Gaius Marius (b. ~157 BC - d. 13 January 86 BC) was the rival of Sulla in the Roman Civil Wars between 87-80 BC. Marius was seven times consul of Rome. This post highlights two coins from the lifetimes of Marius & Sulla. Marius was 20 years more senior than Sulla, and Sulla was a promising general under his command.


By legend there were early signs predicting his future as a leader:


"When, that is, he was quite young and living in the country, he had caught in his cloak a falling eagle's nest, which had seven young ones in it; at sight of this, his parents were amazed, and made inquiries of the seers, who told them that their son would be most illustrious of men, and was destined to receive the highest command and power seven times."


The first from the time he was a year in Spain as praetor and subsequently when he returned from Spain and married Julius Caesar's Aunt, Julia, ~113 BC.


"After his praetorship, however, the province of Farther Spain was allotted to him, and here he is said to have cleared away the robbers, although the province was still uncivilized in its customs and in a savage state, and robbery was at that time still considered a most honorable occupation by the Spaniards."

-Plutarch, Lives, Marius 6

Mn.

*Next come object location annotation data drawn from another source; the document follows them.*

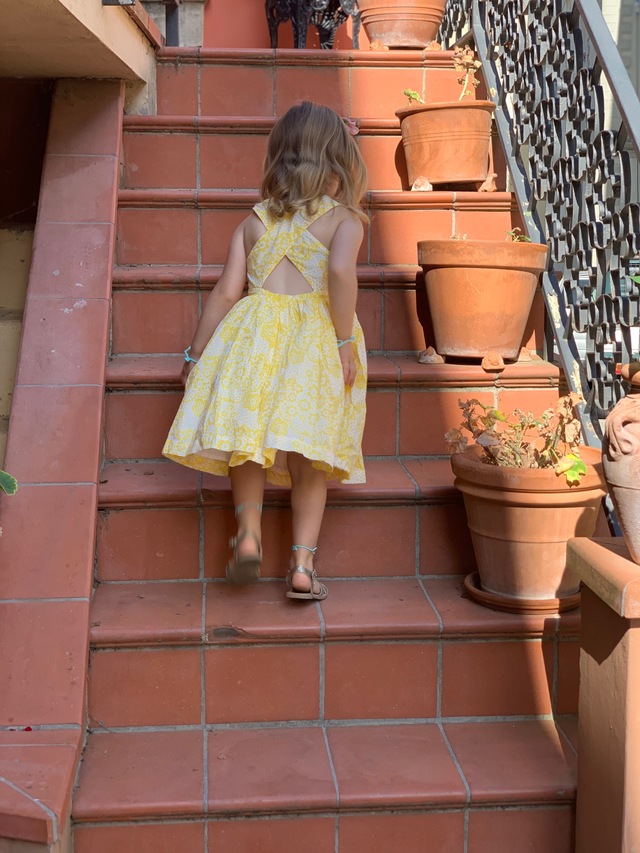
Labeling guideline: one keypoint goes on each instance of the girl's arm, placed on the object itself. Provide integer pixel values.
(223, 297)
(343, 289)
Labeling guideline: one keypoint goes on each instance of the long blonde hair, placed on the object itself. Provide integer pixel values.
(308, 148)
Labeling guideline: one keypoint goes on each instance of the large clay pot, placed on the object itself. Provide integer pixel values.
(480, 293)
(520, 520)
(448, 142)
(410, 23)
(621, 460)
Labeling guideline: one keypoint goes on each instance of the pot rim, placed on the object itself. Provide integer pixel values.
(468, 468)
(403, 112)
(482, 253)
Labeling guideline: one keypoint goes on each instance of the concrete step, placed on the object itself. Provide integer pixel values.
(410, 405)
(176, 227)
(358, 84)
(323, 788)
(183, 152)
(159, 520)
(377, 649)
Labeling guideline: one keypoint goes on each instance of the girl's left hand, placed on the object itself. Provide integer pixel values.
(348, 361)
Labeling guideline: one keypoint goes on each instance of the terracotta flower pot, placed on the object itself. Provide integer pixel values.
(491, 282)
(410, 23)
(520, 520)
(621, 460)
(448, 142)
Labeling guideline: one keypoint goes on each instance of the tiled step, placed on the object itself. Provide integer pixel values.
(160, 521)
(175, 226)
(410, 405)
(396, 649)
(392, 308)
(327, 788)
(362, 84)
(183, 152)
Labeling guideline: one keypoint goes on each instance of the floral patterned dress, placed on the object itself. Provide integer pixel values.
(270, 379)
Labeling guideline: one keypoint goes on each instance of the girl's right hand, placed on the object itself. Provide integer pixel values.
(348, 361)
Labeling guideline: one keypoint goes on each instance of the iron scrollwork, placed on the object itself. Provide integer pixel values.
(575, 181)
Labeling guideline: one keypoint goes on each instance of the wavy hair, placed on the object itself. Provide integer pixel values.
(308, 148)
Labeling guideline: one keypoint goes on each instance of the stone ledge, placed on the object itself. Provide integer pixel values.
(605, 566)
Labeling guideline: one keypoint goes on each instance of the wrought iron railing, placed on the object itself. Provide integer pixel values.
(549, 61)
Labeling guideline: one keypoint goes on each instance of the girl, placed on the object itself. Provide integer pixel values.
(276, 382)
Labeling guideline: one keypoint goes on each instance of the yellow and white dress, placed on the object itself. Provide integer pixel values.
(270, 379)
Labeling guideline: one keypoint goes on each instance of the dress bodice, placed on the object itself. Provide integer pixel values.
(289, 237)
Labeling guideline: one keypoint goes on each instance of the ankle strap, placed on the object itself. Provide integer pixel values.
(241, 507)
(306, 548)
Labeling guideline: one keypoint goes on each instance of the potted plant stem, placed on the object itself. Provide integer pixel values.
(494, 281)
(528, 487)
(449, 142)
(411, 23)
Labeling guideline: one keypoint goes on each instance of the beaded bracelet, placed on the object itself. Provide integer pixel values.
(346, 341)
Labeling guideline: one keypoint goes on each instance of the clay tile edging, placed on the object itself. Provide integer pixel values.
(605, 567)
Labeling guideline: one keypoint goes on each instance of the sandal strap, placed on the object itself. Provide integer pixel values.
(306, 548)
(241, 507)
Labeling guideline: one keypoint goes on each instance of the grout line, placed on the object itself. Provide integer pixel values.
(398, 421)
(454, 758)
(278, 725)
(50, 814)
(331, 766)
(312, 815)
(39, 600)
(465, 848)
(205, 774)
(322, 688)
(56, 727)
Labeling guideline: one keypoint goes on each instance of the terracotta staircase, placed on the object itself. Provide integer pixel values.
(395, 716)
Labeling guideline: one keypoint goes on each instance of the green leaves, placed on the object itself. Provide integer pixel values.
(572, 467)
(8, 484)
(412, 95)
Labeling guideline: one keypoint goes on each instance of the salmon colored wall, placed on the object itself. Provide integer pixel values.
(247, 27)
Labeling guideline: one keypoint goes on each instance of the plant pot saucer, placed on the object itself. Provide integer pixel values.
(508, 604)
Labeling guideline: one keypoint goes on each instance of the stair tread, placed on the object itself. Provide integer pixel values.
(165, 483)
(255, 770)
(191, 612)
(377, 199)
(169, 275)
(147, 371)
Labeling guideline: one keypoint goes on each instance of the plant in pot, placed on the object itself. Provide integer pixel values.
(491, 281)
(528, 487)
(449, 142)
(408, 24)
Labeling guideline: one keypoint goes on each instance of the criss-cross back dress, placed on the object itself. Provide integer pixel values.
(270, 379)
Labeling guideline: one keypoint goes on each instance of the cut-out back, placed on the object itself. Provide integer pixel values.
(287, 258)
(270, 381)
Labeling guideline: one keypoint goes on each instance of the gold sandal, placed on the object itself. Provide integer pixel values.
(311, 595)
(244, 568)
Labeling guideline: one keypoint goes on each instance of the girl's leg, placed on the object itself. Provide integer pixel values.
(247, 485)
(308, 498)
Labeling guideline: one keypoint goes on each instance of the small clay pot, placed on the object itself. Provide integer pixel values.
(621, 460)
(406, 23)
(447, 142)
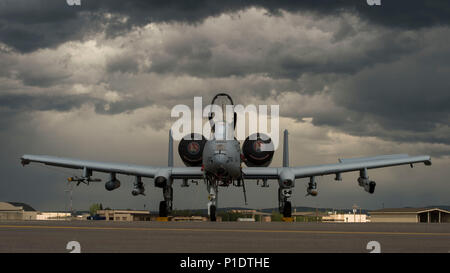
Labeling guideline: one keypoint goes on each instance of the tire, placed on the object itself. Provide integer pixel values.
(212, 213)
(163, 209)
(287, 210)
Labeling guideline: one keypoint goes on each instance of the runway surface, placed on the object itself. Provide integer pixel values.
(232, 237)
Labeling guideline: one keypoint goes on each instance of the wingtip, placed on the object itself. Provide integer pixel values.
(24, 161)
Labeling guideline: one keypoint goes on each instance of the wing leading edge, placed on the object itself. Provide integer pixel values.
(344, 165)
(109, 167)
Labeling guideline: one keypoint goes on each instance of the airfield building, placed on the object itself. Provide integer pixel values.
(17, 211)
(410, 215)
(125, 215)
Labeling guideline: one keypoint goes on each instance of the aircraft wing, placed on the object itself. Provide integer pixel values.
(118, 168)
(344, 165)
(356, 164)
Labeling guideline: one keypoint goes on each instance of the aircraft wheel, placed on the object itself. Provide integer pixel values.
(163, 209)
(287, 210)
(212, 213)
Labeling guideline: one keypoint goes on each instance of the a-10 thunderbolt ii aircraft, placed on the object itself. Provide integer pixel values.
(218, 162)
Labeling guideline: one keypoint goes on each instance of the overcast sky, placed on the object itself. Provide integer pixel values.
(98, 82)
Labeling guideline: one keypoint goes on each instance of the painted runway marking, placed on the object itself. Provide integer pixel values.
(229, 230)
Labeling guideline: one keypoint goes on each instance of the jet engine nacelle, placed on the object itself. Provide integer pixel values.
(369, 186)
(286, 179)
(112, 184)
(258, 150)
(162, 178)
(190, 149)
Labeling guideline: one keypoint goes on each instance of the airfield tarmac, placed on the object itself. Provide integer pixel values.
(230, 237)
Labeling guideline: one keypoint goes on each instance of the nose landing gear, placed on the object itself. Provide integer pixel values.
(213, 189)
(284, 205)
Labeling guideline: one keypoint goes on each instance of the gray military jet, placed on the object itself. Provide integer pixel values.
(218, 162)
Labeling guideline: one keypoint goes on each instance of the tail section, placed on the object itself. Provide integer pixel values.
(170, 156)
(285, 149)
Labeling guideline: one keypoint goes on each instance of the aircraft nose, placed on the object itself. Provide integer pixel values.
(220, 164)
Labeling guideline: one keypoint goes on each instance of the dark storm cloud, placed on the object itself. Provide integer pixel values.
(29, 25)
(26, 102)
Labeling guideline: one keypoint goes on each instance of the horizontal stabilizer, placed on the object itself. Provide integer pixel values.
(379, 157)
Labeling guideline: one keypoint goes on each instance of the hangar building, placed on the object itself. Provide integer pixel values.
(410, 215)
(125, 215)
(17, 211)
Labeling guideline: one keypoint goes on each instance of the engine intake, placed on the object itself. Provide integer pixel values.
(191, 148)
(113, 183)
(369, 186)
(258, 150)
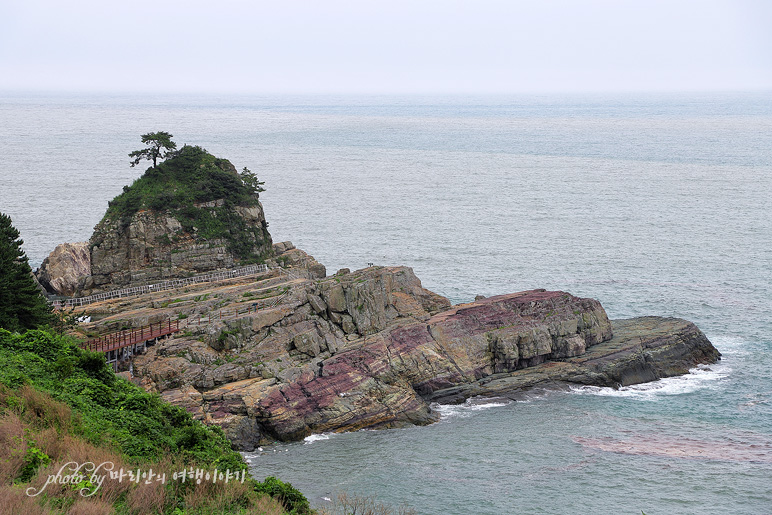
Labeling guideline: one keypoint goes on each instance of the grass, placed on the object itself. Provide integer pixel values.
(60, 403)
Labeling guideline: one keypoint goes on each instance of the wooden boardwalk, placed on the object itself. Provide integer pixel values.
(131, 337)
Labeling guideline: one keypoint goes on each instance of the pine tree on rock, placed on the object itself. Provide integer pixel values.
(22, 305)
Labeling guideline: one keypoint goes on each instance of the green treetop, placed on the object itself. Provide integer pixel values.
(159, 145)
(22, 305)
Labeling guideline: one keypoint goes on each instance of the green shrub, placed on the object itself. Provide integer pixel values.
(290, 497)
(34, 458)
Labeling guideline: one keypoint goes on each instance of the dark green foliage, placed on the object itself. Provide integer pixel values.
(112, 410)
(292, 499)
(34, 458)
(22, 305)
(193, 176)
(250, 179)
(159, 145)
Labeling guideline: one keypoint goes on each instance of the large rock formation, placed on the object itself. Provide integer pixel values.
(373, 349)
(64, 268)
(148, 234)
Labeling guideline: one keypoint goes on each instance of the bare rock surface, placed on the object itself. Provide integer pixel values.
(374, 349)
(64, 268)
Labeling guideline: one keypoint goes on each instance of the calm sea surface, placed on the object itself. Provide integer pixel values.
(651, 204)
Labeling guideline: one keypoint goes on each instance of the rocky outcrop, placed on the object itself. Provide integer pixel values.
(642, 350)
(374, 349)
(64, 268)
(156, 246)
(287, 256)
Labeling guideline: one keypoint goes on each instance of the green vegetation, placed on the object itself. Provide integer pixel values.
(159, 145)
(189, 177)
(60, 403)
(21, 304)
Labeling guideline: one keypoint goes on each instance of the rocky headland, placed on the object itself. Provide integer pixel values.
(290, 351)
(374, 349)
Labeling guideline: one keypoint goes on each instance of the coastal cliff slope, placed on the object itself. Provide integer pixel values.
(374, 349)
(191, 214)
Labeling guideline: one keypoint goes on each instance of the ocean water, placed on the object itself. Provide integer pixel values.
(653, 204)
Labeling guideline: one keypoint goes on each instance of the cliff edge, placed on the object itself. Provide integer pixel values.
(191, 214)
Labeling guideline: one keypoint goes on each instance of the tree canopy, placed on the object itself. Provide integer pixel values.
(22, 305)
(159, 145)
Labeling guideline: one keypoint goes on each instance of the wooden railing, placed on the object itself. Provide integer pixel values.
(129, 337)
(164, 285)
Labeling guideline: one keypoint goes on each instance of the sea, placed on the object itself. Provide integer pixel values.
(654, 204)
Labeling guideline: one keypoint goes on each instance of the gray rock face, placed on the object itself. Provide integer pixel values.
(64, 268)
(374, 349)
(155, 246)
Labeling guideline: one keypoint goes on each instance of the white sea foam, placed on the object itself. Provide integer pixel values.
(468, 408)
(315, 438)
(697, 379)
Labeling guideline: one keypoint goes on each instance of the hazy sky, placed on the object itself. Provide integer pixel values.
(394, 46)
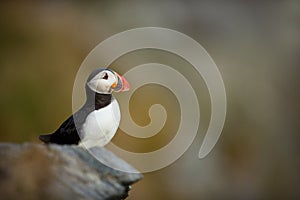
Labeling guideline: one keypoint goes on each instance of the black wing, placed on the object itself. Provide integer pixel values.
(65, 134)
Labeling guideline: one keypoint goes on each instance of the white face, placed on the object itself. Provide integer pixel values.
(102, 82)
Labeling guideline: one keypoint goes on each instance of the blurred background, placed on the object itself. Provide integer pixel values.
(255, 44)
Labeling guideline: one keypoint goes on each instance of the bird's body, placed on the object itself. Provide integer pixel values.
(97, 121)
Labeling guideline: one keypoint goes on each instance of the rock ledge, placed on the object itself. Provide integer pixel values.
(34, 171)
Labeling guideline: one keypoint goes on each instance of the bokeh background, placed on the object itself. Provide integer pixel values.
(255, 44)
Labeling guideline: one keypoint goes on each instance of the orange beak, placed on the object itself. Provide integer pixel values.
(121, 85)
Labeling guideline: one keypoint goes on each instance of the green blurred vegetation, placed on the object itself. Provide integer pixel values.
(255, 44)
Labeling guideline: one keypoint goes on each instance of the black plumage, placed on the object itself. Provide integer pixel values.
(68, 132)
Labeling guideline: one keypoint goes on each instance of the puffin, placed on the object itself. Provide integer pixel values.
(97, 121)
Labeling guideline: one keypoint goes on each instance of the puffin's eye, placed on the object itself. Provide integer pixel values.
(105, 77)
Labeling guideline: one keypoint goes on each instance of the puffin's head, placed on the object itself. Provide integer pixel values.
(105, 81)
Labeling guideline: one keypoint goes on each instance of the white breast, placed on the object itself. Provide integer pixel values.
(101, 125)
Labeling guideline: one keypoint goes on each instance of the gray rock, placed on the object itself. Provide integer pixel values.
(34, 171)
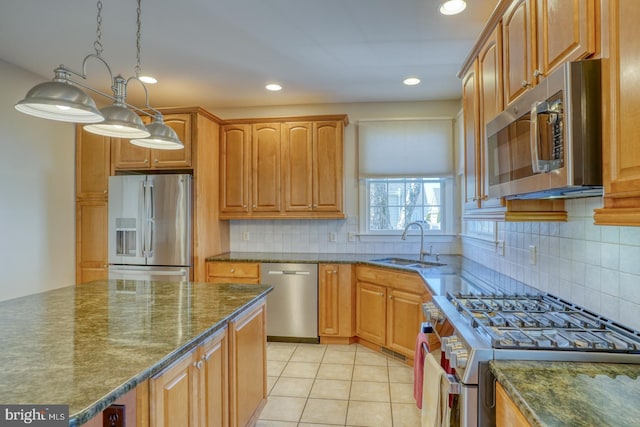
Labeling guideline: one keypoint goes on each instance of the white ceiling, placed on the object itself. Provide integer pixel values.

Aemilius Lepidus, 114-113 BC, AR Denarius, Rome mint

Obv: Laureate, diademed, and draped bust of Roma right; mark of value to left

Rev: Equestrian statue right on three arches

Ref: Crawford 291/1; Sydenham 554; Aemilia 7; RBW 1124


Marius' first of seven consulships was in 107 BC and the moneyer responsible for this coin was the co-consul in 100 BC with Marius. At the time he was so aligned with Marius that this disparaging comment is shared by Plutarch:


"Then, according to Rutilius, who is generally a lover of truth and an honest man, but had a private quarrel with Marius, he actually got his sixth consulship by paying down large sums of money among the tribes, and by buying votes made Metellus lose his election to the office, and obtained as his colleague in the consulship, Valerius Flaccus, who was more a servant than a colleague"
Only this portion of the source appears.